The Heisenberg uncertainty principle offers another perspective as it implies that even the most tangible of everyday objects, a rock for example, that you can clearly see, hold in your hands and study in detail has, at a subatomic level, a blurriness about it that makes it impossible to measure precisely. This vagueness seems jarringly at odds with our common perception of a rock as something we can be certain about.
In financial markets uncertainty is always present; it’s just the degree of it that varies. A widely followed market commentator observed this month that central banks have to “…navigate an unusually fluid economic, financial, institutional and political landscape”. In less eloquent terms … uncertainty is high.
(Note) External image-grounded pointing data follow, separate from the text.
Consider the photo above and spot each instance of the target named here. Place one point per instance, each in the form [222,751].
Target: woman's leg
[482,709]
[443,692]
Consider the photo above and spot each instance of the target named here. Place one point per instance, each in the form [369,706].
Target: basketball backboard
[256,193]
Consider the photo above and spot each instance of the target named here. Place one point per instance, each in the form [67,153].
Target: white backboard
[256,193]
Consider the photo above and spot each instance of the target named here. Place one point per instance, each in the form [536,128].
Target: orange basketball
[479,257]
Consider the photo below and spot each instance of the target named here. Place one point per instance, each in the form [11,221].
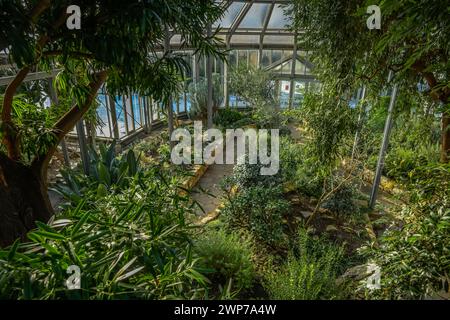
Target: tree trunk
[24,199]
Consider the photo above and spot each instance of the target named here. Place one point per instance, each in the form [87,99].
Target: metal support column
[209,83]
[384,145]
[83,146]
[292,86]
[361,97]
[54,100]
[169,99]
[225,80]
[115,125]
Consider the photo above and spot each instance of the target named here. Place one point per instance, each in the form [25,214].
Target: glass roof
[252,23]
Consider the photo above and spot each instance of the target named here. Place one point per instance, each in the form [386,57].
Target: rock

What is jarringly at odds with this observation is that volatility implied by pricing in various option markets has dropped to record lows. For example, the CBOE Volatility Index (VIX), which measures future volatility expectations implied in the pricing of S&P equity index options, and a similar measure for US treasury volatility (MOVE) both hit record lows this month.
Much has been written to explain this abnormally low market pricing of volatility. The more widely cited possibilities include the global economic growth rebound, the rise of passive investing and extreme monetary policy forcing yield seekers to boost returns by selling options.
But perhaps it’s just that low volatility begets low volatility. This sort of self-reinforcing feedback loop results in option sellers, emboldened by the recent history of low volatility, being enticed into selling more options, which in turn reduces volatility further and generates profits for their short volatility strategies, in turn triggering yet more option selling. This dynamic typically works and works and works … until it doesn’t.
To understand this, behavioural finance studies of ‘recency bias’ are useful. They find that investors tend to overemphasise the importance of the most recent information at the expense of using broader data sets that would yield more balanced analysis. The evidence strongly suggests that decisions skewed by recency bias usually don’t turn out well.
And indeed, current levels of option prices seem more anchored to the recent history of benign market conditions than the potential for future uncertainty that they are supposed to reflect.
For investors with expertise in option markets, this represents a pricing inefficiency that can be exploited, not just to generate returns but also for defensive portfolio construction. Volatility strategies can be a very effective tool for fixed income managers who prioritise capital preservation.